The technical development that allowed for painting under and over the matt glaze contributed greatly to the success of minai – or enamelled – ceramics, where each piece was a precious decorative object. Pieces underwent a complex process of firing, the first time at higher temperatures and a second time at a temperature below 600 degrees, to allow for the fixing of the most fragile pigments, including gold.
The piece in question, decorated predominantly in blue and white, but also containing pigments of green and black manganese and flecks of gold, shows, in the centre, a sitting figure, who seems to be listening to a story being told (most likely representing the person who commissioned the piece), surrounded by four figures, also seated, probably two storytellers – these figures are depicted differently in green and black, adopting a more active, staged posture – and another two listeners – in blue, like the central figure, and in a more contemplative pose. Drawn among the figures are decorative palms, arranged radially.
The inner rim shows a pseudo-inscription in characters, in white over a band of blue background, at a time when calligraphy held increasingly significant decorative value in Islamic art.

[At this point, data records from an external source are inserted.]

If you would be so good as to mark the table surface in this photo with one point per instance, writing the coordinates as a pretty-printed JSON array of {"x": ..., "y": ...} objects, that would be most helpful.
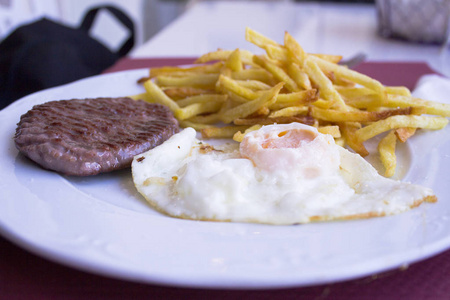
[
  {"x": 345, "y": 29},
  {"x": 26, "y": 276}
]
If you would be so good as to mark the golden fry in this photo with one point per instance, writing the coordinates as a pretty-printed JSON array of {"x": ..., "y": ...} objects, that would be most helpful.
[
  {"x": 226, "y": 132},
  {"x": 386, "y": 148},
  {"x": 284, "y": 85},
  {"x": 433, "y": 123}
]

On the outer rim, an inscription in nashki characters reproduces a poem by the famous poet Motanabbi, who died in the year 968 A. D. This was not unusual in Persian iconography of the 13th-15th centuries, which often depicted poems and heroic themes in ceramics and illuminations:
On the day of separation such was my anguish that fear turned my body old and decrepit. And the distance forged a separation between my eyes and gentle sleep. My soul reigns in a body that has become slim as a reed. If a breeze were to pass through my clothing there would be nothing to discover – to describe my gauntness suffice it to say that you would not find me if I were to put up no resistance.